Kanawha Eagle Order modified to Notice of Violation
The West Virginia Department of Environmental Protection (WVDEP) has modified an Imminent Harm Cessation Order, issued to Patriot Coal’s Kanawha Eagle Prep Plant following last week’s slurry spill, to a Notice of Violation (NOV).
The Imminent Harm Cessation Order was issued by the WVDEP Division of Mining and Reclamation shortly after the Feb. 11 spill, which was caused by a problem with a valve along the plant’s slurry pipeline. It resulted in approximately 108,000 gallons of slurry entering Fields Creek, a tributary of the Kanawha River. The Order halted all work at the Winifrede prep plant until the company eliminated the potential for further pollution.

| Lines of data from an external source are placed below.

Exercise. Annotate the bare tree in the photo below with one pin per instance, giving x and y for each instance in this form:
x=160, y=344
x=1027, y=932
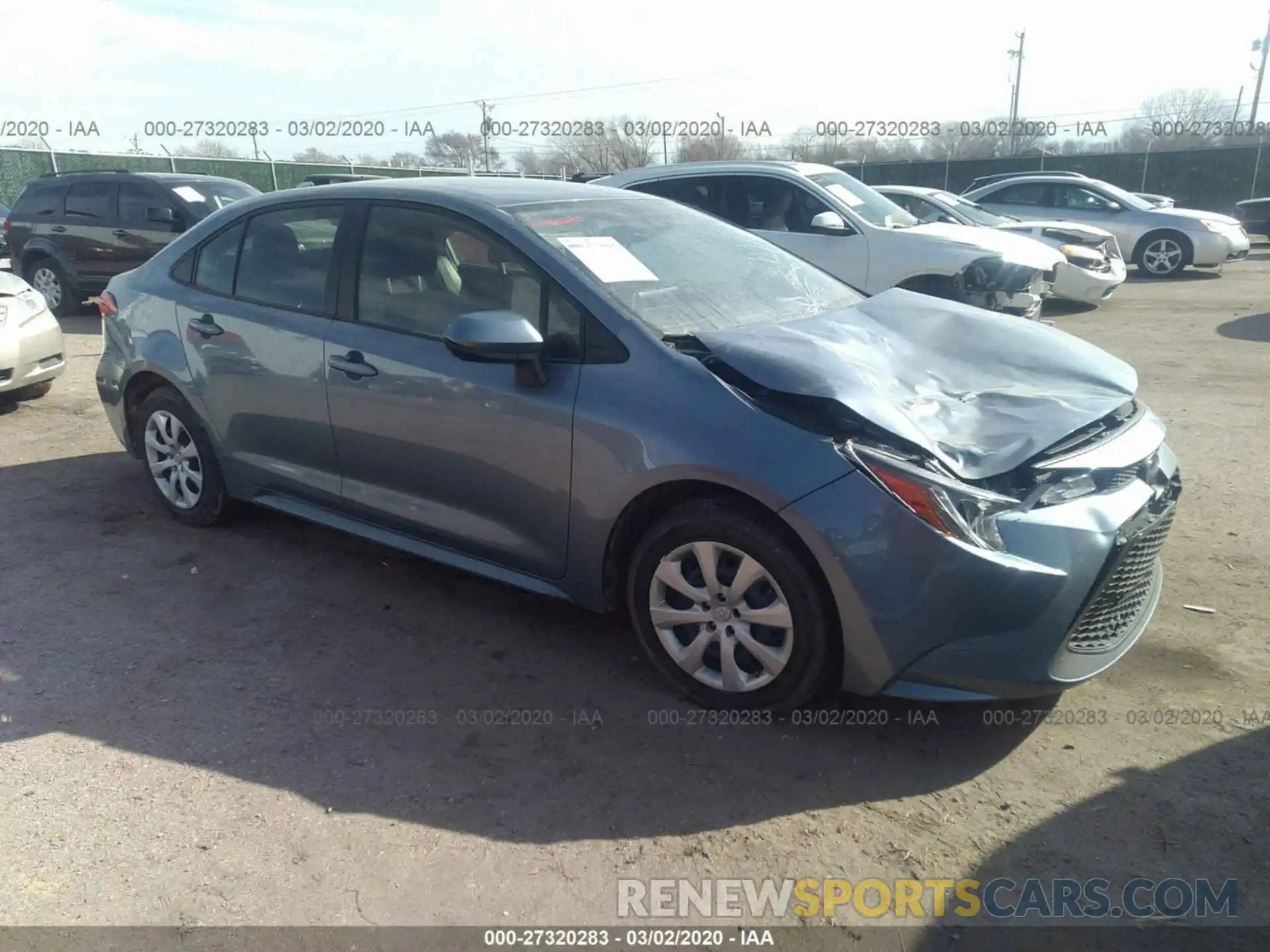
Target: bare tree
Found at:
x=407, y=160
x=460, y=150
x=208, y=149
x=1180, y=118
x=317, y=157
x=705, y=149
x=621, y=143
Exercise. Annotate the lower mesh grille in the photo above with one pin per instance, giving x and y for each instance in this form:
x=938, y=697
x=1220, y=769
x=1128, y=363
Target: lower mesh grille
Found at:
x=1123, y=596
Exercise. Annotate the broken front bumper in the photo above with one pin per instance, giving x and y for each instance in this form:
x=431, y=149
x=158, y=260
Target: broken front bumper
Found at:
x=930, y=619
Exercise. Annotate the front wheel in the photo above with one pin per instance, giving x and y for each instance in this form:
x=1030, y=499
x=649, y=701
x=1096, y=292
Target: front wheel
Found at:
x=728, y=610
x=1162, y=257
x=48, y=277
x=181, y=462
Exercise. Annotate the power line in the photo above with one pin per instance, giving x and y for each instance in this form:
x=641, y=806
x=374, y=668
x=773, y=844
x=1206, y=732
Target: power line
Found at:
x=559, y=93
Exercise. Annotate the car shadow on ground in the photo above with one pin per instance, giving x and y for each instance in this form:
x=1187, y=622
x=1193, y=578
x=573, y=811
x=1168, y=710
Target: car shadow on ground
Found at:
x=1254, y=327
x=1201, y=816
x=255, y=651
x=1137, y=277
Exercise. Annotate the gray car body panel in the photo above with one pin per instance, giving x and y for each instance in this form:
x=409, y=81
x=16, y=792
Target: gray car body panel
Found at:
x=902, y=592
x=912, y=365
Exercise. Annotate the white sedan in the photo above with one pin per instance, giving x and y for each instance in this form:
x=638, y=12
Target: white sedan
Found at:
x=31, y=340
x=1094, y=266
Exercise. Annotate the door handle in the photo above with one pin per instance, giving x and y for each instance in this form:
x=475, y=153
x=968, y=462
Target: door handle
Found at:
x=206, y=327
x=353, y=365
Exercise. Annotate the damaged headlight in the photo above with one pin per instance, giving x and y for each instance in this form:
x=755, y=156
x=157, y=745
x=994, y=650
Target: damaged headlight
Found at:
x=1067, y=489
x=947, y=504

In modifying the Imminent Harm Order, the WVDEP is allowing Kanawha Eagle to begin testing new control measures the company has put in place as a result of the spill. Among those measures are two external flow meters on the slurry line that are tied into the operator’s control room. The meters record slurry flow rates from the prep plant to the refuse area and are designed to alert company officials of problems. The equipment has alarm capabilities and an automatic shut-off built in if a malfunction occurs in the system. The company also installed remote cameras on the slurry line that will provide a live video feed to the control room.

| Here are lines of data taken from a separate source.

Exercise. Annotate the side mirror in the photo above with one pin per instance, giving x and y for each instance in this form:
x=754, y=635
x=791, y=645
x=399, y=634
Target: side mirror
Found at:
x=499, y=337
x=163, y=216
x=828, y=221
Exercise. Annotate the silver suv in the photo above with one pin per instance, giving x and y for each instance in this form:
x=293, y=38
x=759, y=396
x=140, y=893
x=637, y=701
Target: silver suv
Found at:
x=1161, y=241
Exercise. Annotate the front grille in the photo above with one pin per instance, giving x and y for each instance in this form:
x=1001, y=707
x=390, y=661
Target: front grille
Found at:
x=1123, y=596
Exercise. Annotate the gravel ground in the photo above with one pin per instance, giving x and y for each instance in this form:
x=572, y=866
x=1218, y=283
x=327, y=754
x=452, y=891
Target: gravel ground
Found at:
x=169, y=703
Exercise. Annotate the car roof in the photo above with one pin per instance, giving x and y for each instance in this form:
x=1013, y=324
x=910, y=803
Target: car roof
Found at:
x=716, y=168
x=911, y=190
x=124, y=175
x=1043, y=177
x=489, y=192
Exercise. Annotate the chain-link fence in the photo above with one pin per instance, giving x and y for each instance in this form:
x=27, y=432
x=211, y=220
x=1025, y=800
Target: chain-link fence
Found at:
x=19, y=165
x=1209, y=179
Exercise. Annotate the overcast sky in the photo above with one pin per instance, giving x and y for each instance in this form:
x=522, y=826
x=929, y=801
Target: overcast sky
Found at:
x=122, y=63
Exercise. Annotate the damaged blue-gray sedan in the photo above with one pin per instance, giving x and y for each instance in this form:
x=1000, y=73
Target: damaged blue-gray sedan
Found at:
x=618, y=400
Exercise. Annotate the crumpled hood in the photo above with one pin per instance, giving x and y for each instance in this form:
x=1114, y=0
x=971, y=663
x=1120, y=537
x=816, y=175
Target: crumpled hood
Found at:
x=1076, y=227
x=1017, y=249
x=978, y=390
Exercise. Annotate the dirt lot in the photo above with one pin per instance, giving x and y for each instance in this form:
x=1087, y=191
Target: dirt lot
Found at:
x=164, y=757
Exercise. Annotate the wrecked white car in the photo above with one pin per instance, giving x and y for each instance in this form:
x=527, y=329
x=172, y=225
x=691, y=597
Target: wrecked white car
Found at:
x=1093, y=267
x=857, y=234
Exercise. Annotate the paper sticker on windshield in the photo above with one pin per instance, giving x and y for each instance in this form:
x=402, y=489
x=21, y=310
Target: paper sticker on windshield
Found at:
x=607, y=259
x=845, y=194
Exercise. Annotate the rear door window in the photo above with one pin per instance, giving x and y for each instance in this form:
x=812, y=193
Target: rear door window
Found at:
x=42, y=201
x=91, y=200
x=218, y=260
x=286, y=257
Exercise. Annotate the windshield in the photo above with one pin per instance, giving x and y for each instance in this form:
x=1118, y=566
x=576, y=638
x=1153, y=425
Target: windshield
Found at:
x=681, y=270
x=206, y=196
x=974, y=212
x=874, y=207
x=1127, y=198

The NOV mandates the company continue the cleanup of settled slurry in the bed of Fields Creek; to take measures to restore the hydrologic balance of the stream; and to ensure no discolored or contaminated water reaches the Kanawha River during cleanup efforts. The NOV also instructs the company to prepare and submit a permit revision containing a transportation plan for the slurry line, including a plan for secondary containment for the entire line from plant to discharge points.
The spill affected roughly six miles of Fields Creek. Sampling data reported to the WVDEP by the Ohio River Valley Water Sanitation Commission (ORSANCO) indicated no changes in water quality in testing conducted from Saturday, Feb. 15, through Tuesday, Feb. 18, at Huntington’s intake, the closest surface water public intake downstream of the spill site. And WVDEP sampling conducted Feb. 13 downstream in the Kanawha River shows all parameters at acceptable levels for both warm water fisheries and public water supplies. Water tested within the impacted reach of Fields Creek on Feb. 13 also is at acceptable levels, with the exception of slightly elevated levels of aluminum, which can be attributed to materials being used in the remediation process.

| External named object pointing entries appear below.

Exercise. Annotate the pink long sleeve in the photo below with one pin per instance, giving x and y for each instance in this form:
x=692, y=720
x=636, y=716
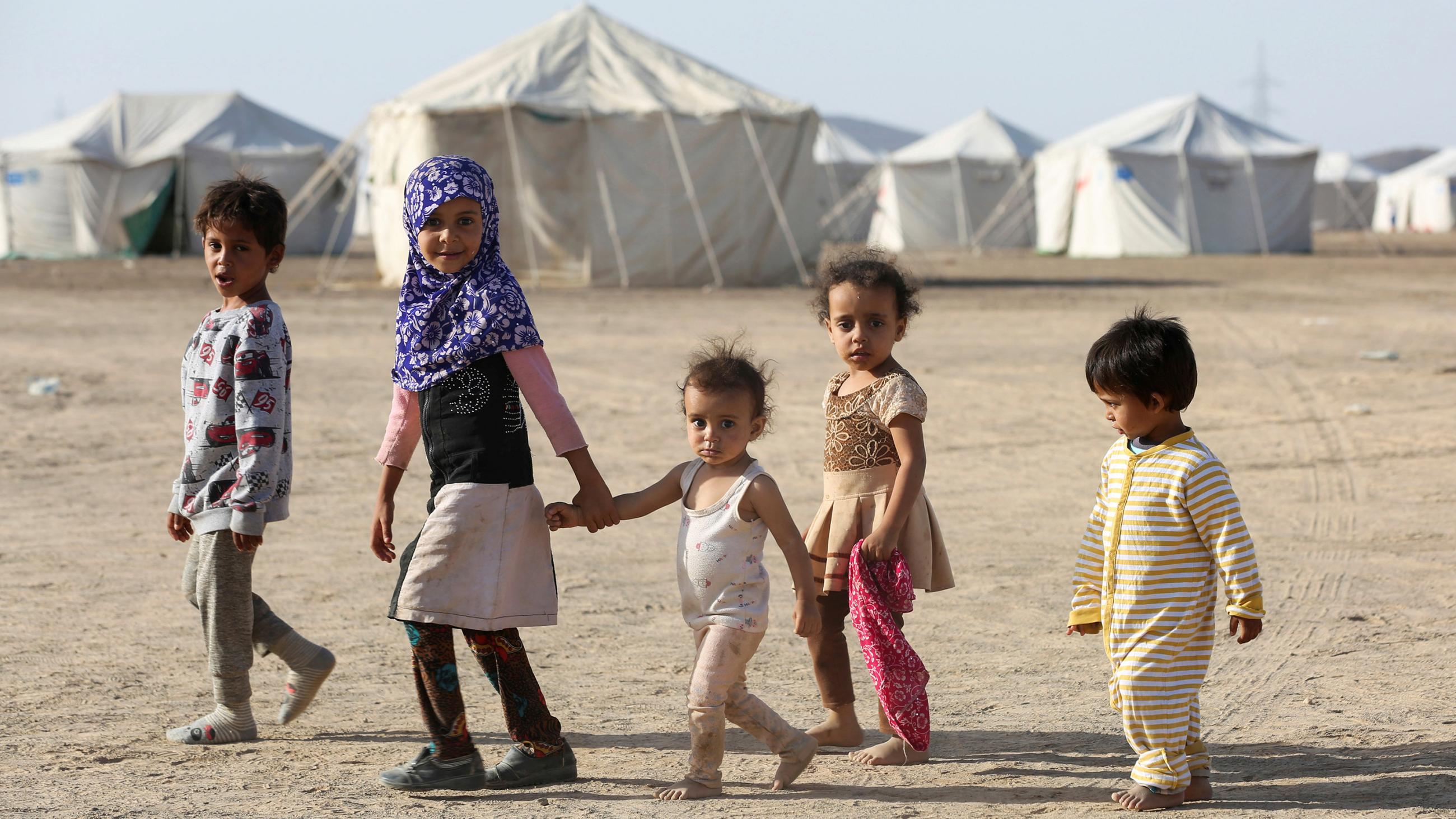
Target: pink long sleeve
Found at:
x=402, y=433
x=533, y=375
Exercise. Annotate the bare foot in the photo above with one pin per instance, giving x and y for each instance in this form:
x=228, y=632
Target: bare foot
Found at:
x=686, y=789
x=792, y=762
x=1139, y=798
x=1200, y=790
x=839, y=729
x=893, y=751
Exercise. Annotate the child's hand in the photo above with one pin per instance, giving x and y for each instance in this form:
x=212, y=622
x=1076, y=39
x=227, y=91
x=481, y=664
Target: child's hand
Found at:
x=1245, y=628
x=180, y=528
x=806, y=617
x=246, y=543
x=562, y=516
x=879, y=545
x=382, y=536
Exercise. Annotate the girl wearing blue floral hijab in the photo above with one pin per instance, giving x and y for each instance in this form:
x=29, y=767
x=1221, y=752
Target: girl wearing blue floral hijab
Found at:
x=466, y=351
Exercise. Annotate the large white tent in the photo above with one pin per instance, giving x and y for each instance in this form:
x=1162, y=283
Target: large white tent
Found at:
x=967, y=185
x=842, y=163
x=1345, y=193
x=615, y=157
x=1173, y=178
x=1420, y=197
x=125, y=175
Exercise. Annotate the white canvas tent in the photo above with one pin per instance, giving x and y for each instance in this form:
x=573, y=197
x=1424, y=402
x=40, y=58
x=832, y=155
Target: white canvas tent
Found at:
x=1173, y=178
x=125, y=175
x=1420, y=197
x=842, y=163
x=615, y=157
x=1345, y=193
x=967, y=185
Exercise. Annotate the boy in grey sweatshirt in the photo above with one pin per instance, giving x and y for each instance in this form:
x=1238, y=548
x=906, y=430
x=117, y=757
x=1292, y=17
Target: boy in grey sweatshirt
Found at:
x=238, y=462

Sampling data from Feb. 11 also shows non-detect levels of the coal-cleaning chemical MCHM, which the company said it phased out in mid-January.
Following the spill, the company installed check dams, or barriers, throughout Fields Creek in an attempt to slow the flow of the stream, drop solids and clear the water. The dams, which include rock, hay bales and silt fencing, are still in place while workers pump solids from the stream bed using vac trucks. The creek is now running clear.
The slurry spill remains under investigation.